Damızlık Sığır Yetiştiricileri Merkez Birliği Genel Kurulu
-Gıda, Tarım ve Hayvancılık Bakanı Eker:
-''Türkiye'de soy kütüğüne kayıtlı hayvan sayısı 178
bin dolayındaydı. Son 8-9 yıl içinde soy kütüğüne
kayıtlı hayvan sayısı 2 milyon 556 bine yükseldi.
3 milyon 118 bin hayvan da ön soy kütüğüne kayıtlı''
-''Bizim gibi miras yoluyla babadan evlada tarım arazilerini
bölük pörçük eden başka bir ülke dünyada yok. Bunun mutlaka
çözülmesi gerekiyor''
-''Türkiye'de ortalama tarım işletmesi büyüklüğü 60 dekar,
bu da ortalama 7 parselden oluşuyor'' ANKARA (A.A) - Gıda, Tarım ve Hayvancılık Bakanı Mehdi Eker,
Türkiye'de soy kütüğüne kayıtlı hayvan sayısının 178 bin dolayında olduğunu
anımsatarak, son 8-9 yılda yapılan çalışmalarla rakamın 2 milyon 556 bine
yükseldiğini belirtti. Eker, ön soy kütüğüne kayıtlı hayvan sayısının da 3 milyon
118 bin olduğuna işaret etti.
Eker, Türkiye Damızlık Sığır Yetiştiricileri Merkez Birliği'nin 6. Olağan
Genel Kurulu toplantısına katıldı.
Eker burada yaptığı konuşmada, birliğin 15-16 yıllık bir geçmişi bulunduğunu
ifade ederek, 16 ilde örgütlenerek yola çıkıldığını, bugün 80 ilde örgütlü 130
bin üyeli bir yapıya kavuştuğunu anlattı.

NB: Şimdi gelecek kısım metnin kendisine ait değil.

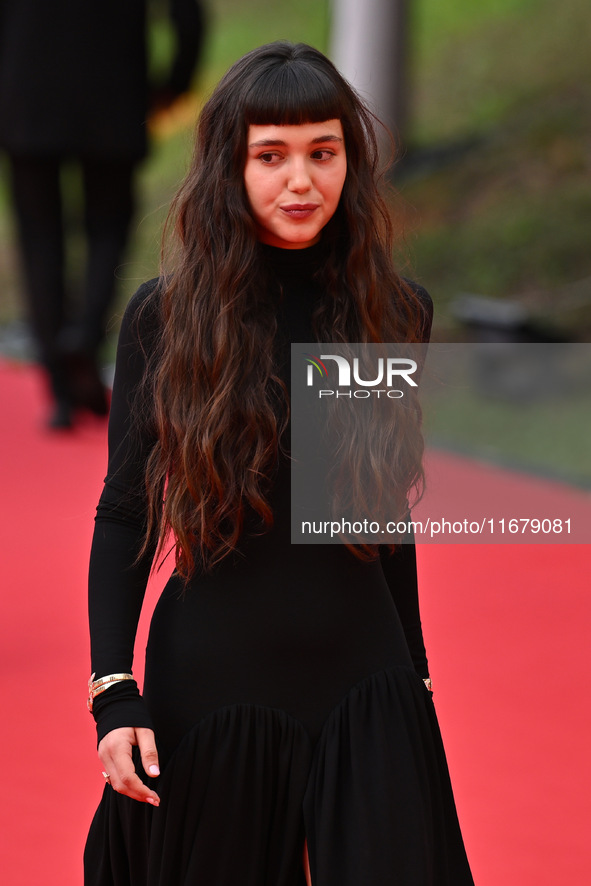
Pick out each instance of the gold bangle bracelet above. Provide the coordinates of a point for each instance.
(95, 687)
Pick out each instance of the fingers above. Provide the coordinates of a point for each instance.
(147, 746)
(115, 755)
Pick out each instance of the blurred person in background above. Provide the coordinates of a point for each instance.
(74, 86)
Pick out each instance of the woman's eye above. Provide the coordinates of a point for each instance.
(269, 157)
(324, 154)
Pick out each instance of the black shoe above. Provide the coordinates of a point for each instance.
(61, 416)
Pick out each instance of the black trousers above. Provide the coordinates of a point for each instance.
(39, 201)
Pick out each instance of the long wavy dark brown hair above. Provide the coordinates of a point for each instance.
(219, 406)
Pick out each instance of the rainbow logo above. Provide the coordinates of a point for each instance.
(314, 361)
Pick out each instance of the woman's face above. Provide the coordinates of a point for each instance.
(294, 176)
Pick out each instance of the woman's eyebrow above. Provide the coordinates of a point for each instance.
(277, 142)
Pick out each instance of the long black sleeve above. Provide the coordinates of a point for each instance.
(117, 581)
(400, 568)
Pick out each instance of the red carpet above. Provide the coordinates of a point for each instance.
(507, 629)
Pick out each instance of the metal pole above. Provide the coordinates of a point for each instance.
(368, 46)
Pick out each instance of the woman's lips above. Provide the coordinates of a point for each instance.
(299, 210)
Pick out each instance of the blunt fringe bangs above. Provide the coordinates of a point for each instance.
(295, 93)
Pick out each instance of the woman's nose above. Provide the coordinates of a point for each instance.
(299, 177)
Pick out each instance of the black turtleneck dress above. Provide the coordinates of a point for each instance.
(285, 688)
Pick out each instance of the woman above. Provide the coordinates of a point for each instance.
(284, 700)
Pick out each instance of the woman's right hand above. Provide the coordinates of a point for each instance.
(115, 754)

Bakan Eker, sığırcılıkta ıslah ve verim çalışmalarında birliklerin
belirleyici rolüne dikkati çekerken, ''Dünyayla rekabet edecek verimlilikte
üretim yapacak, süt verecek, et verecek hayvanlar, sığırlar yetiştireceksek,
bunun bir ölçek ekonomisi olması lazım, kaydının kuydunun olması lazım, verim
kayıtlarının, soy kütüklerinin tutulması lazım. Bütün bunlar için 1995-96'lara
kadar Türkiye bekledi. 1995-96 yıllarında başlayan bu çabayla yavaş yavaş bir
organizasyon oluştu, bugün ülkenin neredeyse tamamında örgütlü 130 bin üyesi
var'' diye konuştu.
Soy kütüğüne kayıtlı sığır sayısının AK Parti olarak göreve geldikleri
dönemde 178 bin dolayında olduğunu, 8-9 yıl içinde rakamın 2 milyon 556 bine
ulaştığını belirten Eker, 3 milyon 118 bin hayvanın da ön soy kütüğüne kayıtlı
olduğunu kaydetti.
-'Kültür ırkının oranı da yüzde 40'a yükseldi'-
Eker, kültür ırkının da önem taşıdığına işaret ederek, göreve geldiklerinde
kültür ırkının toplam sığır varlığı içindeki oranın yüzde 18-19 civarında
olduğunu, oranın bugün yüzde 40'lara ulaştığını belirtti.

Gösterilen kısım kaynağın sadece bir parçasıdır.